Sheikh Jarrah: Let the Israeli law inspire us

Nabeel Abu Ata
Nabeel Abu Ata (Photo: Jordan News)
The social media outrage regarding the situation in Jerusalem’s Sheikh Jarrah isn’t about a real-estate dispute under review by the occupation’s courts of law, and certainly isn’t about the embarrassing silence of the international community at the land-extorting and annexation policies of the right-wing occupation government.اضافة اعلان

Now, it is about the humanitarian plea of Palestinian Jerusalemite families who are facing forced eviction from their homes in which they lived for 65 years.

As a Jordanian, my bending out of shape regarding this issue is not an act of compassion; it is rather a feeling of ownership and responsibility to call for action.

This vital 80-hectare Palestinian residential neighborhood was a Jordanian territory in 1956. That year, the government of Jordan agreed with UNRWA to build homes in Sheikh Jarrah to reinstate displaced Palestinians after 1948 in their own homeland, leasing those homes for three years before handing them to the residents. The 1967 occupation of Jerusalem denied the official ownership registration of the properties and went beyond that to accept falsified legal documents forged by settlers’ associations in the 1970s and 1980s to annex the property. Since then, the theatrical court hearings and their endless postponements have kept the Palestinian residents in a precarious and uncertain condition, forcing them to relive the horror of the Nakbeh on a daily basis, terrorized by the raids of radical settlers into their family homes.

The Hashemite Kingdom of Jordan’s government has handed the official documents proving the ownership of property by the Palestinian residents, but the central court in Jerusalem rejected all appeals ruling to vacate the homes this May. To add insult to injury, the Palestinian families ordered to evict: Al-Kurd, Skafi, Jaouni, and Al-Qasim are ironically left with one last stab at this, which is to appeal to the supreme court of their oppressors; a tribunal where “Palestinian rights” is an argument to brush off.

In rare international attention, the UK consul general in Jerusalem visited the families in Sheikh Jarrah at the end of April, restating the UK’s opposition to the evictions of Palestinians from their homes and ridiculing the guileful law by which these evictions were plotted.

This law is exclusively applied in East Jerusalem to give the right to settlers and newcomers to displace thousands of Palestinians in the name of “the right of return” to properties before 1948; while denying the Palestinians the same exact right in claiming their illegally-confiscated and occupied property by millions of Israelis since 1948.

To be more specific, the law specifically targets all property in East Jerusalem, which were under the Jordanian control in 1967, to transfer them to the Israeli general custodian.

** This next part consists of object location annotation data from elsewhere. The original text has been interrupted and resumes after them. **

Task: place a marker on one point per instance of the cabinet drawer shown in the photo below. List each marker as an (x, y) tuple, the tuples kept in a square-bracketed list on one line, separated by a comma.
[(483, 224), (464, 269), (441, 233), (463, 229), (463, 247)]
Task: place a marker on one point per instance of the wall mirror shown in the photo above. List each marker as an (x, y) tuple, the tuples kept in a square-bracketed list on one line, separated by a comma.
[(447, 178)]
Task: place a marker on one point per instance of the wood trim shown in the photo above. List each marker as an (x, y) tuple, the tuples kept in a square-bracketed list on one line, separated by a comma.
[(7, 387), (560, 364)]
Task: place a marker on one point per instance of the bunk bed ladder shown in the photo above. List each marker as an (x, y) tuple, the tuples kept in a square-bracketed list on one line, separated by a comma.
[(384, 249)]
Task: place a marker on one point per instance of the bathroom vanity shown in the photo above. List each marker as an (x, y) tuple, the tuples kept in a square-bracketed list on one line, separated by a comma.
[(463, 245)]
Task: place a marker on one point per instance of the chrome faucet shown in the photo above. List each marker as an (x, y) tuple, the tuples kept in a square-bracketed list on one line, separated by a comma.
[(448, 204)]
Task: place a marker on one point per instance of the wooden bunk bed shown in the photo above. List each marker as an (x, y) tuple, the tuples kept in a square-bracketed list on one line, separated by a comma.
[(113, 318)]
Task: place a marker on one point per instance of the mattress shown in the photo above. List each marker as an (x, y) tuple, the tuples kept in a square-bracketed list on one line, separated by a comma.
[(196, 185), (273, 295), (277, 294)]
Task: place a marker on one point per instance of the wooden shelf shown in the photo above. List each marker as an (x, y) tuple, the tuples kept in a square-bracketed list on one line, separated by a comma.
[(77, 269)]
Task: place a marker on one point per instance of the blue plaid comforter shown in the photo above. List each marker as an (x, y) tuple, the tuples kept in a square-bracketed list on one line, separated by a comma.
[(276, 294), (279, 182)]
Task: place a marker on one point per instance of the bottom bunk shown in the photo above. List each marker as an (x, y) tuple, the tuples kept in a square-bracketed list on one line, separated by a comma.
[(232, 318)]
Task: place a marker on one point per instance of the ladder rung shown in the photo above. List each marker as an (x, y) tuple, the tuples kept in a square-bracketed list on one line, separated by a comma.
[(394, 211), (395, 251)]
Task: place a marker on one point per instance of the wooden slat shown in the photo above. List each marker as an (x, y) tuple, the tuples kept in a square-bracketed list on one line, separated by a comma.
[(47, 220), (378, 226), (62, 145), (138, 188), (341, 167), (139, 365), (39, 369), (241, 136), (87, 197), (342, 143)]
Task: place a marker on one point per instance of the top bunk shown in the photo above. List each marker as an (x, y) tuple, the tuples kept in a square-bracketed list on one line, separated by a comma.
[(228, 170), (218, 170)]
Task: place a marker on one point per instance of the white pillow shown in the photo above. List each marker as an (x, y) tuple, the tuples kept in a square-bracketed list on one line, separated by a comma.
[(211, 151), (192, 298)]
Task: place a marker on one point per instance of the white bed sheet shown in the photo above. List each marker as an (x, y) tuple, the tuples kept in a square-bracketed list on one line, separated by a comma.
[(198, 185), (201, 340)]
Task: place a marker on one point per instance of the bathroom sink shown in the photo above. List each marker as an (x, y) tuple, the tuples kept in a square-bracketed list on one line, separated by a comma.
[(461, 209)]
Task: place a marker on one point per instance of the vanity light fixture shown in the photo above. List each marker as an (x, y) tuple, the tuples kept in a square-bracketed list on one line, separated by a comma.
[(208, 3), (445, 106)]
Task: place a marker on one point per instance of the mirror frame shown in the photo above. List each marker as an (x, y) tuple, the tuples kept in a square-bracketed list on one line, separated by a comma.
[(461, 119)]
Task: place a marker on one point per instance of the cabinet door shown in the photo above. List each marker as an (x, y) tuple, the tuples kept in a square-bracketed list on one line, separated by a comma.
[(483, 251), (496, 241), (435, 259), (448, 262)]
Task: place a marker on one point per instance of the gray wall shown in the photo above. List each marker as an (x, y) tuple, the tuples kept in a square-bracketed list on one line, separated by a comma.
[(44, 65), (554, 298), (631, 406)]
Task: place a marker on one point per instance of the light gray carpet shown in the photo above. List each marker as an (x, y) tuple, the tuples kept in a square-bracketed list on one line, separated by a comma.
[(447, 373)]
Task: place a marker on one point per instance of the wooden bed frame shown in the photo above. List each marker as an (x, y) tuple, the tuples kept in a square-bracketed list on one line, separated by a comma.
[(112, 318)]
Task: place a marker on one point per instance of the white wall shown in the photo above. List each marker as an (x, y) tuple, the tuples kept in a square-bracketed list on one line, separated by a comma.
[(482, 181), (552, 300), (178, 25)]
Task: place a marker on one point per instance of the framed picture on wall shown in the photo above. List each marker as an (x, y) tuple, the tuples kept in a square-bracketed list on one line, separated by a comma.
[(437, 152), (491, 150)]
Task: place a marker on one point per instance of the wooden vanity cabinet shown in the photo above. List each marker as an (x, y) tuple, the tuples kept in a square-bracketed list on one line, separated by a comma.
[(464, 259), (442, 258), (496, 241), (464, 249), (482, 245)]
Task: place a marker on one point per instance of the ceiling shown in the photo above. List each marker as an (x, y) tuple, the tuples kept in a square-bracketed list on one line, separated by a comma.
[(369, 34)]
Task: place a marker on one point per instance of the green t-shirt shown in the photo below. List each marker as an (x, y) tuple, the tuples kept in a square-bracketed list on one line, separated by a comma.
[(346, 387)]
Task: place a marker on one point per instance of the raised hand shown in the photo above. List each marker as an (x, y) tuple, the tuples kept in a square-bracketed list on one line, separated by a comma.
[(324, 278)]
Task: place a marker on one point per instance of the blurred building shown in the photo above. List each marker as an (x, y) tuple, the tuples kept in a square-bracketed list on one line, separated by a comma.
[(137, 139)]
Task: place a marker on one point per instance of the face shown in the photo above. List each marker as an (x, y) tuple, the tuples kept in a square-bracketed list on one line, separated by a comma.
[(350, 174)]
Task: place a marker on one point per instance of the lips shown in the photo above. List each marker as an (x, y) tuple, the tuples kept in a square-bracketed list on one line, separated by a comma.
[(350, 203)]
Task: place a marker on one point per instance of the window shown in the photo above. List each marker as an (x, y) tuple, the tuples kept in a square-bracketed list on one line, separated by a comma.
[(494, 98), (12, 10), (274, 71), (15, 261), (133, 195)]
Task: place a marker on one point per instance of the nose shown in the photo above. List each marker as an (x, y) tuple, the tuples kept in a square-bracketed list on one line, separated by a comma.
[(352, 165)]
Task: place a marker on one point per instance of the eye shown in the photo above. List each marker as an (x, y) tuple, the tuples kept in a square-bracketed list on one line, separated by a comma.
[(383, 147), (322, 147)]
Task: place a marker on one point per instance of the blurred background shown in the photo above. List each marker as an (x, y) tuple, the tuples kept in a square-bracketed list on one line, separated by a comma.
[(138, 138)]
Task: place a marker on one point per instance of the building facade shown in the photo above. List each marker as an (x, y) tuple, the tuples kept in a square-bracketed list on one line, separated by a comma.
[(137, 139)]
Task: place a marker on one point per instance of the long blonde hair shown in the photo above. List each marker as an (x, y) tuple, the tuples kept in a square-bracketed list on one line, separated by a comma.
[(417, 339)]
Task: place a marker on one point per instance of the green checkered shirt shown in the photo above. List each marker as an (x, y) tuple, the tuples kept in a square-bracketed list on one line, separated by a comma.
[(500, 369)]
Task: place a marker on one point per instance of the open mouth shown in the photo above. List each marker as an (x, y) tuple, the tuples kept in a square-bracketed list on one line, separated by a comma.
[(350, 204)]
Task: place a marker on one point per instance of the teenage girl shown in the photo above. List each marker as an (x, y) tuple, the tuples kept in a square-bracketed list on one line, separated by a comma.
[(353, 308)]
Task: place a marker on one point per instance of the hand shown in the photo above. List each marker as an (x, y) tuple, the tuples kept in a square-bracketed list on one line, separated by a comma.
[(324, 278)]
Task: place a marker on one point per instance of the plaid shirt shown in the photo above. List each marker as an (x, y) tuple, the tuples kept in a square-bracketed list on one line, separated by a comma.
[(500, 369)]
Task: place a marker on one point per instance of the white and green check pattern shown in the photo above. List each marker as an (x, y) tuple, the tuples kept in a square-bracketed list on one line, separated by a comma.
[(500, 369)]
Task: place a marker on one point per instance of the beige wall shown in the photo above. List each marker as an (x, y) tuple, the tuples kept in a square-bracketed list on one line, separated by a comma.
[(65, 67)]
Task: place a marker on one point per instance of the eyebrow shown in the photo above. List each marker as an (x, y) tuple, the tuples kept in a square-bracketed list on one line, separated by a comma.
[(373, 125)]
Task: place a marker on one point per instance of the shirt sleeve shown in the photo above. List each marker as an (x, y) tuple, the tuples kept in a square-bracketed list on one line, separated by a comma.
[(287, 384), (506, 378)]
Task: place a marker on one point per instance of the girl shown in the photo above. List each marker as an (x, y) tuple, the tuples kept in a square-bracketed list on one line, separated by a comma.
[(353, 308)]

The latter will use this law to release, in a certificate signed by him, the land to new settlers with fraudulent pre-1948 claim to the property.

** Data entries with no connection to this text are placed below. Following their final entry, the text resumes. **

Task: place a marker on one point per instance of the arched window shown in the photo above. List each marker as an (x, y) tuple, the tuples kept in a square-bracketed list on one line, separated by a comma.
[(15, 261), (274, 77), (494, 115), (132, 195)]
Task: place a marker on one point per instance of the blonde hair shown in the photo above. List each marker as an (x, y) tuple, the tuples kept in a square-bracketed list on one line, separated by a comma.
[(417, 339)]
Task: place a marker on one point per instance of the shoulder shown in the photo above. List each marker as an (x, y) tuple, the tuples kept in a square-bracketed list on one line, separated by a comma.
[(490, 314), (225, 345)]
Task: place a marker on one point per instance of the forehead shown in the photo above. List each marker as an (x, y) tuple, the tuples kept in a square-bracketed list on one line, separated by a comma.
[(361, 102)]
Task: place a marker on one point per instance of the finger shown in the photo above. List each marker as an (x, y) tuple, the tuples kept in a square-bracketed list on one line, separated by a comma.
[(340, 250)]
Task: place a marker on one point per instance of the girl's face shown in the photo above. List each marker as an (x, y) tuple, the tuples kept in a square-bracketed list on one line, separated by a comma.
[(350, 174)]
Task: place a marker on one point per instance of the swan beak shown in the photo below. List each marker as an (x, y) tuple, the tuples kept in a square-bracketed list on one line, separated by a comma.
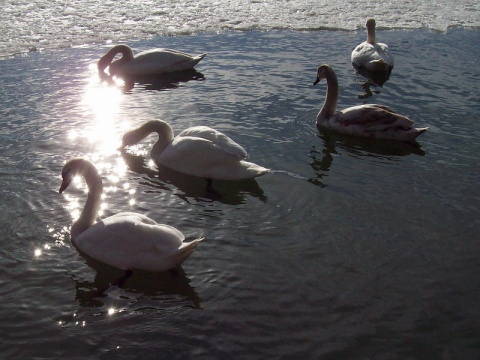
[(64, 185)]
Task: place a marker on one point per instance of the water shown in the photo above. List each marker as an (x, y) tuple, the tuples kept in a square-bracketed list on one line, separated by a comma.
[(43, 25), (349, 249)]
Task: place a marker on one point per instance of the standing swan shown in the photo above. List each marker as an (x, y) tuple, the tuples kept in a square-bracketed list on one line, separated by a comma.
[(369, 120), (371, 55), (126, 240), (199, 151), (150, 62)]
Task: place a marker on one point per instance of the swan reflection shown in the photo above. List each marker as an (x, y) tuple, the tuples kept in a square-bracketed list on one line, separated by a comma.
[(375, 79), (161, 287), (322, 160)]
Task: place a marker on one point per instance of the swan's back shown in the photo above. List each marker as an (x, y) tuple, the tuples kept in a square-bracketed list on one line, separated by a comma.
[(375, 57), (134, 241), (375, 121), (201, 157), (217, 138)]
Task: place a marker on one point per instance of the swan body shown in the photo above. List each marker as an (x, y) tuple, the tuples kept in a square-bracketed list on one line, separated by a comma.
[(198, 150), (369, 120), (370, 54), (156, 61), (126, 240)]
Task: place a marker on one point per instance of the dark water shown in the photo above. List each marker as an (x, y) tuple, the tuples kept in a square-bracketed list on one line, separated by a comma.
[(349, 249)]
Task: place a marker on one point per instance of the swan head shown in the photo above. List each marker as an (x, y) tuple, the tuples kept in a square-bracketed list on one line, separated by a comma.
[(322, 73), (131, 137), (73, 168), (103, 63), (370, 24), (106, 60)]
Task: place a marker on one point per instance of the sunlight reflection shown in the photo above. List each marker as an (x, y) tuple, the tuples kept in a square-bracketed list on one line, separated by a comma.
[(103, 101)]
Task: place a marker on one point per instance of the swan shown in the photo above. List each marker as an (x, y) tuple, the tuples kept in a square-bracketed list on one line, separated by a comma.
[(369, 120), (156, 61), (125, 240), (198, 150), (371, 55)]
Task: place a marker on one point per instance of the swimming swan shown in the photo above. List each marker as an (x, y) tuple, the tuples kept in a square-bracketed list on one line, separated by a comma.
[(156, 61), (371, 55), (126, 240), (198, 150), (369, 120)]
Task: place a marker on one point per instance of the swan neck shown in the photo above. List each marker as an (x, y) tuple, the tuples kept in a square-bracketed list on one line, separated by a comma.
[(330, 103), (164, 132), (92, 205), (371, 34)]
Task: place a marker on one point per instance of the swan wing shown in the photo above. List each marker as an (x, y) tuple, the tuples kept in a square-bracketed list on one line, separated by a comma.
[(372, 118), (130, 240), (159, 61), (372, 56), (217, 138), (196, 156)]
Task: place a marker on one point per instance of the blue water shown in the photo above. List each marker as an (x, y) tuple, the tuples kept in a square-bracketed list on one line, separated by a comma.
[(348, 249)]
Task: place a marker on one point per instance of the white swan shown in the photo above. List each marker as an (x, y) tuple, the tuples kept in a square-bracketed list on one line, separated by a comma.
[(369, 120), (150, 62), (126, 240), (371, 55), (199, 151)]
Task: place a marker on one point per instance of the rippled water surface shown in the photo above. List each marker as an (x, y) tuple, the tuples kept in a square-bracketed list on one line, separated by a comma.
[(348, 249)]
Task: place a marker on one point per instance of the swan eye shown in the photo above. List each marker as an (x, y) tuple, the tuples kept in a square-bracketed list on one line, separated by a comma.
[(67, 174)]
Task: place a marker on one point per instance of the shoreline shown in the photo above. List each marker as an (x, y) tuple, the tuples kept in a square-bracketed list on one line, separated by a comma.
[(62, 47)]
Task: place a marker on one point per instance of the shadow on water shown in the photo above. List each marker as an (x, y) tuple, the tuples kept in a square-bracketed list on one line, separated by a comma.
[(357, 146), (139, 283), (159, 82), (192, 187)]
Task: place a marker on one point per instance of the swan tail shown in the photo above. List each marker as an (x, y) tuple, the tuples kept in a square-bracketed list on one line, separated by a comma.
[(184, 251), (378, 65), (420, 131), (197, 59), (416, 132)]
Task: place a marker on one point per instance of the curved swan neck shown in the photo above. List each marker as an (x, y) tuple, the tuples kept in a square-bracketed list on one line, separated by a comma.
[(92, 205), (106, 60), (330, 103), (370, 31), (161, 128)]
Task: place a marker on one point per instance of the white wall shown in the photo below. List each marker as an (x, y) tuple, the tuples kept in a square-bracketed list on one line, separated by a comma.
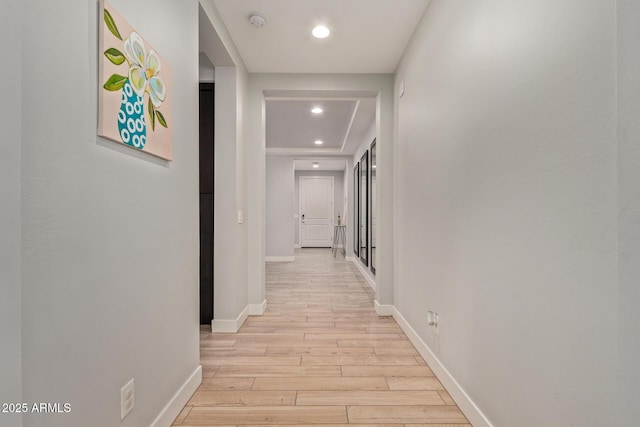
[(338, 197), (206, 70), (506, 213), (230, 237), (279, 206), (629, 212), (336, 85), (229, 272), (110, 235), (10, 191)]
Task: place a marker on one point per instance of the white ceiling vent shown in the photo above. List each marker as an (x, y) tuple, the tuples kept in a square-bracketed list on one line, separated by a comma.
[(257, 20)]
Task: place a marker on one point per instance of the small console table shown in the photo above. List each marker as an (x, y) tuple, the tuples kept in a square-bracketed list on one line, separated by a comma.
[(339, 236)]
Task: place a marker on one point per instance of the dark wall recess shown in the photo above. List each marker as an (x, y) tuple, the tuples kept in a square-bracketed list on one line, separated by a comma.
[(206, 202)]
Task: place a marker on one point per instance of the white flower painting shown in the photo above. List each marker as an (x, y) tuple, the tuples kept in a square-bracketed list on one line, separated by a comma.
[(135, 93)]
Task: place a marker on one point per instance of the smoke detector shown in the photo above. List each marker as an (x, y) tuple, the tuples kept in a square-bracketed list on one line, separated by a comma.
[(257, 20)]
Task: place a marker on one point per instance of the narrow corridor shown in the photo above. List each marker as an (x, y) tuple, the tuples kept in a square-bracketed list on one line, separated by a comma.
[(319, 355)]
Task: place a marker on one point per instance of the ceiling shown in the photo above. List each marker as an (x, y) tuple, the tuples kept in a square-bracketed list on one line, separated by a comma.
[(292, 128), (292, 124), (367, 36)]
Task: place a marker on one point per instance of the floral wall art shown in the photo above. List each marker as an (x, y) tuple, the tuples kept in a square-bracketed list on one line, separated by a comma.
[(135, 92)]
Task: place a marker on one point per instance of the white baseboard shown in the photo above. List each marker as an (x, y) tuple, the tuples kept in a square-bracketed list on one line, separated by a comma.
[(365, 273), (177, 402), (257, 309), (383, 309), (280, 258), (230, 326), (464, 402)]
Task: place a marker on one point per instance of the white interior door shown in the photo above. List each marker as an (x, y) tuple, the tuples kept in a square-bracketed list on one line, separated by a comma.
[(316, 211)]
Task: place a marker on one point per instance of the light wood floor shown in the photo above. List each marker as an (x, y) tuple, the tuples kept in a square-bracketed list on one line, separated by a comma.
[(320, 355)]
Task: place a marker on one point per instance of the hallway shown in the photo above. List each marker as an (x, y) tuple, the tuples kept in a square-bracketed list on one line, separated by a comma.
[(319, 355)]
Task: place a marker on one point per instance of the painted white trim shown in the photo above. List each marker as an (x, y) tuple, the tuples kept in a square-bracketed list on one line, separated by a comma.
[(280, 258), (230, 326), (174, 406), (258, 309), (368, 278), (383, 309), (464, 402)]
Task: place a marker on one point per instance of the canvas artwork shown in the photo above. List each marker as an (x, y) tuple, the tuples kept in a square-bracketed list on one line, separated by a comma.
[(135, 92)]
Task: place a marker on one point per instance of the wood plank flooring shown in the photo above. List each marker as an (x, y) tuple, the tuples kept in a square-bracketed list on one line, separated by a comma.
[(320, 356)]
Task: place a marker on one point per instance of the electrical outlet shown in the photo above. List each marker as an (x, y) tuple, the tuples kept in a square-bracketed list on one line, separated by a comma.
[(127, 399)]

Politics and property-rights aside; what a shame it is on all of us humans to allow this daily scene of radical settlers intimidating peaceful families, invading their homes with loud speakers and throwing away their belongings while their armed forces are either looking the other way or partaking in this systematic dispossession.

Indeed, this dispossession policy brings to mind the policy of “resettlement” in apartheid South Africa, which was devised to evict the inhabitants of the so-called “black spots” surrounded by white newcomers.

Despite the world governments’ eyes-wide-shut to the ongoing property theft clearly manifested by the video of the invading settler Yaaqov who carelessly confessed his thievery, on video, to the Palestinian owner of the house, by saying: “If I don’t steal it, someone else is gonna steal it.”

Israelis know it so well, that the painful feeling of humiliation and distress of Sheikh Jarrah’s families is felt in every house around the globe. All humans cleaving to their children and beloved ones in their warm living rooms in their safe homes do empathize and can identify with the misery of these residents. The Palestinians have the world’s moral compass pointing to their just cause.

This takes me back to the outrage hashtag: #SaveSheikhJarrah. The hashtag’s interpretation in Arabic is more explicit in petitioning an anonymous third party to save the neighborhood! Who is this hashtag addressing? Who will save Sheikh Jarrah and how?

It may be calling on the youth of Jerusalem — the real super heroes watching over of the holy city to come and disrupt the eviction orders, which they did with their bare chests. But more persuasively, and — not in so many words — it is a gritty call to turn “Sheikh Jarrah” into an inflecting point in the West to shake off the apathy about the Palestinian struggle and realign global humanitarian support behind their plea to end the occupation.

Legal activists should be inspired by the infamous East Jerusalem pro-settler law and leverage on the engrained international resolutions undertaking the right of return of Palestinians; to endeavor to establish an international unbiased tribunal to specifically appraise the legitimate cases of the “right of return” of millions of Palestinians to their pre-1948 homes and lands.

Palestinian families appealing to the court can get an internationally recognized ruling to restore their robbed properties and return to them with their offspring, or charge the dispossessors a substantial rent compensation.

No one is best suited to draft the bylaws of this long-awaited international tribunal than Jordanians. Who will take the lead?